La stratégie que j’ai adoptée est de fonder le discours sur sa fonctionnalité, c’est-à-dire :

  • à quoi ça sert ?
  • pourquoi j’écris ?
  • quel rôle je propose au lecteur ?

Il s’agit d’envisager le texte non comme

  • une étude parée de codes universitaires,
  • un exposé chargé de faire supposément briller le sachant,
  • un discours vertical décrétant depuis les cimes de la Connaissance et de la Sapience ce que doivent penser les petits clampins

mais comme une tentative pour évoquer

  • un fait culturel,
  • un constat objectif et
  • une émotion personnelle.

C’est fort de cette expérience quotidienne que je voudrais ouvrir cette notule sur un conseil : surtout, ne pas lire le livret avant d’écouter le disque d’Alain Fourchotte qui sort ce 23 février 2024 !
Oh, p
as de risque de spoiler, sans apostrophe non plus, mais un péril certain de fuir ou d’avoir envie de refermer la pochette au plus vite. Non, sauf si les perspectives deleuziennes de « confrontation entre chronos et aiôn » et autres passages sur la coda écrite « pour conclure la pièce sans la conclure tout en la concluant » sont de nature à exciter votre appétit de mélomane ou d’aiguiller votre curiosité de musicophile, mieux vaut se jeter dans Adagio e poi… pour violon, alto et violoncelle afin de découvrir – sans mal de tête et soupirs de malaise devant des effets d’écriture consternants – le disque de musique de chambre d’une figure de la musique contemporaine niçoise, portée par l’équipe croisée lors des deux festivals Érard et à l’occasion d’un disque de sonates françaises – dès la première pièce, l’on y retrouve Saskia Lethiec (suppute-t-on) au violon, Vinciane Béranger à l’alto et David Louwerse au violoncelle.

 

Adagio e poi…

 

Reprise d’un adagio initialement fomenté en 1968, Adagio e poi… paraît en 2000. Le compositeur semble travailler le son en tant que

  • possible qui advient ou pas (d’où le jeu sur le tremblement et les pianissimi, par exemple, mais aussi sur l’inscription du silence dans l’œuvre),
  • limite des perceptions humaines (il dessine le paysage qui nous enveloppe) et, paradoxalement,
  • ennemi du son (de brusques accents peuvent couper court à l’essor d’une phrase).
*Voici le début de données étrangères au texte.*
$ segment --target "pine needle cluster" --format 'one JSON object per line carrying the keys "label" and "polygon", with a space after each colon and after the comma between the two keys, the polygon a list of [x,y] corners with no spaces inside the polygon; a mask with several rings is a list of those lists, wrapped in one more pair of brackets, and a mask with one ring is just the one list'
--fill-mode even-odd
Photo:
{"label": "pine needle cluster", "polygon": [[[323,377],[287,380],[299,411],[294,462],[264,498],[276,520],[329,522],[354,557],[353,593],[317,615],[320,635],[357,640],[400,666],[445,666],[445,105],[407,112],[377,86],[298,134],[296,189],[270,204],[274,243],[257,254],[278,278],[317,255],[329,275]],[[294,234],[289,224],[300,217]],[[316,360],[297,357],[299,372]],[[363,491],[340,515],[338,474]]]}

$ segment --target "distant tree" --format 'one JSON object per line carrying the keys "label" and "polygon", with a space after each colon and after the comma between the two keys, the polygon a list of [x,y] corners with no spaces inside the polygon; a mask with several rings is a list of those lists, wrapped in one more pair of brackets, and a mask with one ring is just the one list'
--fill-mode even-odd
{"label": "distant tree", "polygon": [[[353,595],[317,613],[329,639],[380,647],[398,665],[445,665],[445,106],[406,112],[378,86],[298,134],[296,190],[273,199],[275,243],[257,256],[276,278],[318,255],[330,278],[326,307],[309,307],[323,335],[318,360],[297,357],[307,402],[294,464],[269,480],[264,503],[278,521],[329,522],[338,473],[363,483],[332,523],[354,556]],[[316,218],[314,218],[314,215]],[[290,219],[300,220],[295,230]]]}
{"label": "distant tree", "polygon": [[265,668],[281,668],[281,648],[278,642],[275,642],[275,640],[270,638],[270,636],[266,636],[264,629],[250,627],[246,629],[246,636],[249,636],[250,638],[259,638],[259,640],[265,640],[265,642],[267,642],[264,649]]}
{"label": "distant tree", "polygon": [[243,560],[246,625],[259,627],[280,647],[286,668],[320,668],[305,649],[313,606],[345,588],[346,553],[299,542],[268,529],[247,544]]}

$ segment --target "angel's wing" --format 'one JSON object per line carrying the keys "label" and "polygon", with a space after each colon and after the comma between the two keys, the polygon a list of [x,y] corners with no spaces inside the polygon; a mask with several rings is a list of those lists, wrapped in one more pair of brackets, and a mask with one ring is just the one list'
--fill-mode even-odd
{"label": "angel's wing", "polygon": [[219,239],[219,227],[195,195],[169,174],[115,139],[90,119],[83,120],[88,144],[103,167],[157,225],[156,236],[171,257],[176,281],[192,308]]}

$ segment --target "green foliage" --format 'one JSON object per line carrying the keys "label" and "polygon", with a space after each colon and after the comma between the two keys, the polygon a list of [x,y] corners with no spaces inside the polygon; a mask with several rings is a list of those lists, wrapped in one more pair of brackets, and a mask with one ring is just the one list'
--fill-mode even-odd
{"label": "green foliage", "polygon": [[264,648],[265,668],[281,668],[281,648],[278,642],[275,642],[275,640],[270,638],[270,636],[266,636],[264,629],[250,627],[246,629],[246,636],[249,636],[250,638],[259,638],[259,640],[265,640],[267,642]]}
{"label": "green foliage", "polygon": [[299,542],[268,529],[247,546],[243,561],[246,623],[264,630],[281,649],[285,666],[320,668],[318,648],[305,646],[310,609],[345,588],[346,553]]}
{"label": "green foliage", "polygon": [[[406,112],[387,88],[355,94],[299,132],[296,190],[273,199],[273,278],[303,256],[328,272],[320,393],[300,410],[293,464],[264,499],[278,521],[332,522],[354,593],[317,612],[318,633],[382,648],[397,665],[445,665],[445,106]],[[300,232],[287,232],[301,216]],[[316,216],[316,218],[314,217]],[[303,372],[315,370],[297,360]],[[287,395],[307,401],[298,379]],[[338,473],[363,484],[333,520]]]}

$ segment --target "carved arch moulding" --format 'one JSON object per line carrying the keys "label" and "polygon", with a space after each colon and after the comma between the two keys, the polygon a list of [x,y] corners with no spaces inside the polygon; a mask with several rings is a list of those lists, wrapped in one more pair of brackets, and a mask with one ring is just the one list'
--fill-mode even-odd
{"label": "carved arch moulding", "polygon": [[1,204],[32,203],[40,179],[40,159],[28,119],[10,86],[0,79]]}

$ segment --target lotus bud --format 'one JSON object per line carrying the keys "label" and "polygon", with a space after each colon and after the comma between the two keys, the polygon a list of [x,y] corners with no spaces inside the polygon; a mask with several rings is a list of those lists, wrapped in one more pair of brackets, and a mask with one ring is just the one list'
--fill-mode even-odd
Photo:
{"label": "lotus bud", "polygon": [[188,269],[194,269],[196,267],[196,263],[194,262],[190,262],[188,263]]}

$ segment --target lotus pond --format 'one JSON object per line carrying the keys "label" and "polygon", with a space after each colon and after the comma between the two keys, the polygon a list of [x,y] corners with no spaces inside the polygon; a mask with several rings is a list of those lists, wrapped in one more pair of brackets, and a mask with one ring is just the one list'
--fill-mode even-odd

La partition investit la large palette propre aux instruments

  • (pizzicati,
  • coll’arco,
  • doubles cordes…)

ainsi que les divers caractères que ces techniques permettent d’exprimer

  • (frémissement,
  • lyrisme,
  • percussivité…).

Le silence devient un son à part entière, dont la signification est aussi imprévisible que la durée. Il semble être tour à tour

  • le résultat d’un projet étouffé,
  • d’une respiration nécessaire,
  • d’une accumulation d’énergie qui prélude à un jaillissement…

Au travail sur le son et le silence s’ajoute le travail sur l’instrument spécifique qu’est le trio. Alain Fourchotte semble prendre plaisir à le malaxer

  • en le reconfigurant sans cesse, du solo au trio,
  • en variant les dispositifs et les modes de communication
    • (échos,
    • confrontations,
    • synchronicités) voire
  • en lui proposant manière d’expansion
    • (utilisation des registres extrêmes,
    • questionnement des harmoniques,
    • effets de résonance…).

Dans cette pièce de 11′, on goûte notamment

  • le collage rhapsodique-mais-pas-que de séquences variées,
  • le souci de diégèse mystérieuse (en presque clair : chacun peut se raconter une histoire propre en écoutant les ébats des compères) et
  • la diversité des inspirations et, conjointe à cette richesse, les différents tuilages proposés par le compositeur
    • (prolongement passant le relais d’un instrument à l’autre,
    • fade in ou in direct,
    • reprises de motifs reconnaissables,
    • bifurcations radicales réveillant l’attention…).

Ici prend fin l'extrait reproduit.